Wanna....oooo, totally understand your situation, it must be so hard!!. If I were you I would tell her that you didn't want to tell anyone until your pregnancy was a bit more advanced, but the only person you really wanted to share this with was her, but not over the phone, so that is why you have been avoiding her cause you know what a bad liar you are and didn't want her to find out that way, and you were waiting for the moment when you were going to meet to be able to tell her the right way (but make emphasis on the fact that you wanted to share this with her b/c she is your best friend, not because you are trying to be empathetic due to her IF....that is very important).

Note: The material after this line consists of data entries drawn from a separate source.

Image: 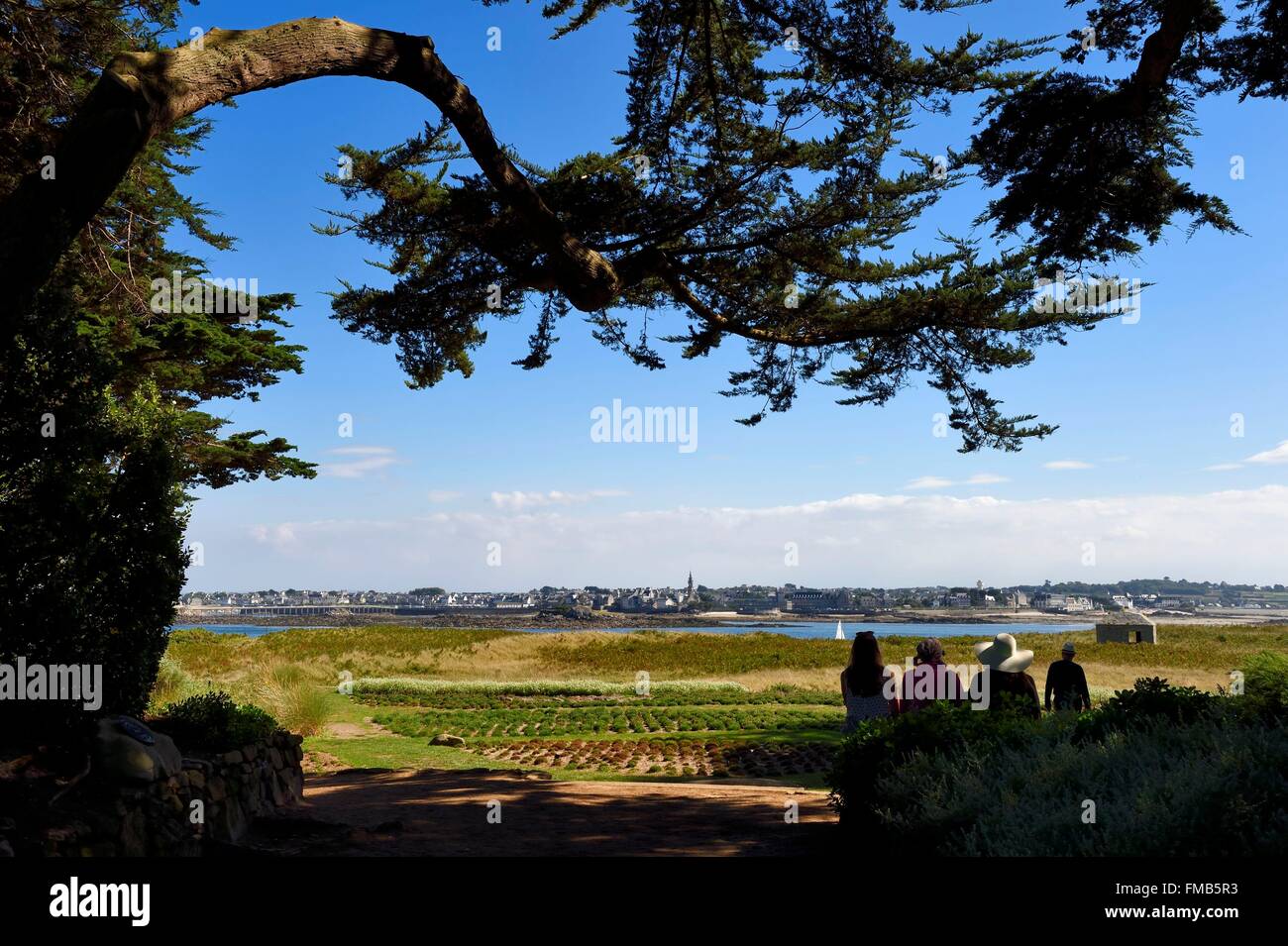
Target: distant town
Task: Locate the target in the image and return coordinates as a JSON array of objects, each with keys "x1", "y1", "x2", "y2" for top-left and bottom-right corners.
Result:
[{"x1": 179, "y1": 574, "x2": 1288, "y2": 615}]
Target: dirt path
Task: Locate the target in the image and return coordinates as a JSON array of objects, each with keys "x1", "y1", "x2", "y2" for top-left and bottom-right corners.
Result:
[{"x1": 252, "y1": 769, "x2": 837, "y2": 856}]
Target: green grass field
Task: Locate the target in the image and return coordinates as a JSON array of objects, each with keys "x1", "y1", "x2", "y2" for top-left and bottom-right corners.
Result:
[{"x1": 154, "y1": 625, "x2": 1288, "y2": 786}]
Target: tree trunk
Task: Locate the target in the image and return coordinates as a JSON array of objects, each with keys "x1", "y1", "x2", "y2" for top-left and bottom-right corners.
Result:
[{"x1": 0, "y1": 18, "x2": 621, "y2": 311}]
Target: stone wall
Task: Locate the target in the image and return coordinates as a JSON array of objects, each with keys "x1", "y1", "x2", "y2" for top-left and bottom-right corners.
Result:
[{"x1": 0, "y1": 721, "x2": 304, "y2": 857}]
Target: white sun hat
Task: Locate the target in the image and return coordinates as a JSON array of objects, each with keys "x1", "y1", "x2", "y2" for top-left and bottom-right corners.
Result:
[{"x1": 975, "y1": 633, "x2": 1033, "y2": 674}]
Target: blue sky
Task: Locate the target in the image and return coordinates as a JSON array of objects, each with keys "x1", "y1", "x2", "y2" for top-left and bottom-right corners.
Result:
[{"x1": 170, "y1": 0, "x2": 1288, "y2": 589}]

Talking about friends and pregnancy, a friend of mine chats to me on Friday through MSN (she is in Argentina) and tells me that she needs to tell me something, but I thought it had to do with the preparations for a friend of ours that is getting married and we are all organizing her bachelorette party and all that, so I tell her that I was crazy at work, but to tell me and I will peek the MSN while I could. And I see the MSN tab turn orange (you know when it means she already said something) and I keep working cause it was totally crazy as I said before, and when I decide to go and see what she wrote, I see the dreaded words "I'm pregnant!!".....OMG, I was in shock!!, the last time I spoke to her she told me they were not even trying to conceive!!, so I wasn't expecting those news from her......so I was out of words, I said congratulations and everything, and then ask her how come if they were not ttc, and she said they stopped BCP's 2 months ago (aaarrrggghhhhh, why is it that some people are sooo lucky!!!.....sorry, I am happy for her, but at the same time I can't help to feel like this reminds me of my problem too......it is so hard....), so she tells me to let her know if this issue was making me feel bad or something cause she knows everything that I went and am going through, so of course I said no, that I was ok. And then she hits the second bomb.......that she is expecting twins naturally!!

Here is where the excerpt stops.